İtiraf seni korkutuyor mu? Bu yüzden zorunda değilsin

Rab'bin affedemeyeceği hiçbir günah yoktur; itiraf, Tanrı'nın merhametinin bizi iyilik yapmaya teşvik eden bir yerdir.
İtirafın kutsallığı herkes için zordur ve kalplerimizi Baba'ya verecek gücü bulduğumuzda kendimizi farklı, dirilmiş hissederiz. Hristiyan yaşamında bu deneyim olmadan kimse yapamaz
çünkü işlenen günahların bağışlanması, insanın kendisine verebileceği bir şey değildir. "Günahlarımı affediyorum" diyemez.

Bağışlama bir armağandır, bizi çarmıha gerilen Mesih'in açık kalbinden sürekli akan lütufla dolduran Kutsal Ruh'un bir armağanıdır. Bununla birlikte, tam da Kilise'de yaşandığı için, sosyal ve toplumsal bir değer üstlenen bir barış ve kişisel uzlaşma deneyimi. Her birimizin günahları da kardeşlere karşı, Kilise'ye karşıdır. Her kötü eylemin kötülüğü beslemesi gibi, yaptığımız her iyilik eylemi de iyilik üretir. Bu nedenle sadece bireysel değil kardeşlerden de af dilemek elzemdir.

İtirafta affetme varlığı içimizde kardeşlerimize, Kilise'ye, dünyaya, güçlükle belki de asla özür dileyemeyeceğimiz insanlara uzanan bir barış pırıltısı yaratır. İtiraf etmeye yaklaşma sorunu genellikle başka bir erkeğin dini tefekkürüne başvurma ihtiyacından kaynaklanmaktadır. Aslında insan neden doğrudan Tanrı'ya itiraf edemeyeceğini merak eder, bu kesinlikle daha kolay olurdu.

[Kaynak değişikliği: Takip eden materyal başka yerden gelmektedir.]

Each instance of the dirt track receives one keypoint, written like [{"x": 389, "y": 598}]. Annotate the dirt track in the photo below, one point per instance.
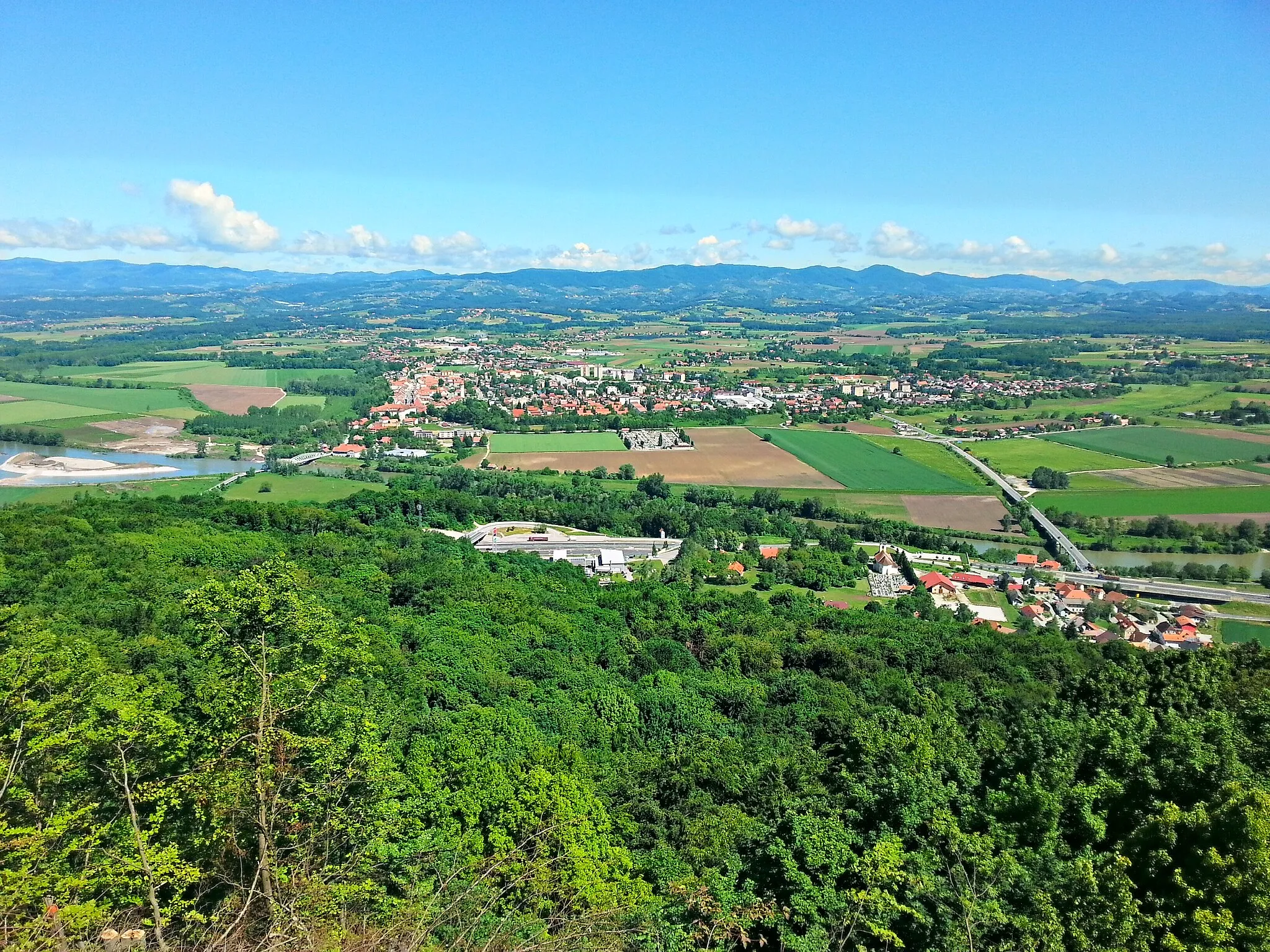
[
  {"x": 724, "y": 456},
  {"x": 235, "y": 400}
]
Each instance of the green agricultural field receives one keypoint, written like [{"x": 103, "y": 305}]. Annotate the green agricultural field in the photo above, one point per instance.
[
  {"x": 184, "y": 372},
  {"x": 1158, "y": 501},
  {"x": 554, "y": 442},
  {"x": 51, "y": 495},
  {"x": 1153, "y": 444},
  {"x": 933, "y": 455},
  {"x": 1019, "y": 457},
  {"x": 40, "y": 410},
  {"x": 860, "y": 465},
  {"x": 1235, "y": 632},
  {"x": 303, "y": 399},
  {"x": 94, "y": 400},
  {"x": 299, "y": 489}
]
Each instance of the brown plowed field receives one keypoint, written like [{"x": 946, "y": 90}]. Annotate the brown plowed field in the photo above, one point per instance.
[
  {"x": 1232, "y": 434},
  {"x": 235, "y": 400},
  {"x": 1223, "y": 518},
  {"x": 974, "y": 513},
  {"x": 1163, "y": 478},
  {"x": 724, "y": 456}
]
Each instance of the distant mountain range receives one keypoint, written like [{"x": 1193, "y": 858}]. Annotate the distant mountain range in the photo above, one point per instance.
[{"x": 20, "y": 277}]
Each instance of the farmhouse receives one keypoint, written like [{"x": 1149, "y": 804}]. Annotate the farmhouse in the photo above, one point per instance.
[
  {"x": 939, "y": 584},
  {"x": 884, "y": 563}
]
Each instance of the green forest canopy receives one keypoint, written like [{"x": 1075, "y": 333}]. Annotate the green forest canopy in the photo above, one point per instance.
[{"x": 229, "y": 718}]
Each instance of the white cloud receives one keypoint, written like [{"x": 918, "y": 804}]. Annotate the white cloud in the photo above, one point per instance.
[
  {"x": 74, "y": 235},
  {"x": 788, "y": 230},
  {"x": 711, "y": 250},
  {"x": 892, "y": 240},
  {"x": 1214, "y": 260},
  {"x": 788, "y": 227},
  {"x": 218, "y": 221},
  {"x": 584, "y": 258}
]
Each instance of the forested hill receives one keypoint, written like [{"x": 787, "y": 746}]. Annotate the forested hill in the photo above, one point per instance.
[
  {"x": 228, "y": 719},
  {"x": 619, "y": 288}
]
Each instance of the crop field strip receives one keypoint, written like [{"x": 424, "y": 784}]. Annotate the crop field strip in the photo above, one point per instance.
[
  {"x": 1023, "y": 455},
  {"x": 1139, "y": 503},
  {"x": 299, "y": 489},
  {"x": 183, "y": 372},
  {"x": 1236, "y": 632},
  {"x": 861, "y": 465},
  {"x": 1188, "y": 478},
  {"x": 95, "y": 399},
  {"x": 556, "y": 442},
  {"x": 723, "y": 456},
  {"x": 931, "y": 455},
  {"x": 1155, "y": 444}
]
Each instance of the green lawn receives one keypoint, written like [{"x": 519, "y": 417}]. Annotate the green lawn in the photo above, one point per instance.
[
  {"x": 299, "y": 489},
  {"x": 860, "y": 465},
  {"x": 1019, "y": 457},
  {"x": 933, "y": 455},
  {"x": 94, "y": 399},
  {"x": 1153, "y": 444},
  {"x": 42, "y": 495},
  {"x": 1237, "y": 632},
  {"x": 1158, "y": 501},
  {"x": 554, "y": 442}
]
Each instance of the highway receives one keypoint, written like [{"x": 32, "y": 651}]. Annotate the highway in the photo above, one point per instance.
[
  {"x": 1013, "y": 494},
  {"x": 1173, "y": 591}
]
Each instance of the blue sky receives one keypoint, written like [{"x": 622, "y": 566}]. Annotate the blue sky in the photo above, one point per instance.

Yine de Kilise rahibiyle olan bu kişisel karşılaşmada İsa'nın her biriyle kişisel olarak buluşma arzusu ifade edilir. Bizi hatalarımızdan kurtaran İsa'yı dinlemek, iyileştirici bir lütuf yayar.
günahın yükünü hafifletir. İtiraf sırasında rahip sadece Tanrı'yı ​​değil, dinleyen tüm topluluğu temsil eder.
Kendisine yaklaşan, onu rahatlatan ve din değiştirme yolunda ona eşlik eden tövbesini hareket ettirdi. Ancak bazen işlenen günahları söylemenin utancı büyüktür. Ama utancın iyi olduğu da söylenmelidir çünkü bizi alçaltır. Korkmamıza gerek yok
Kazanmalıyız. Bizi arayan Rab'bin sevgisine yer açmalıyız ki, O'nun affında kendimizi ve onu bulabilelim.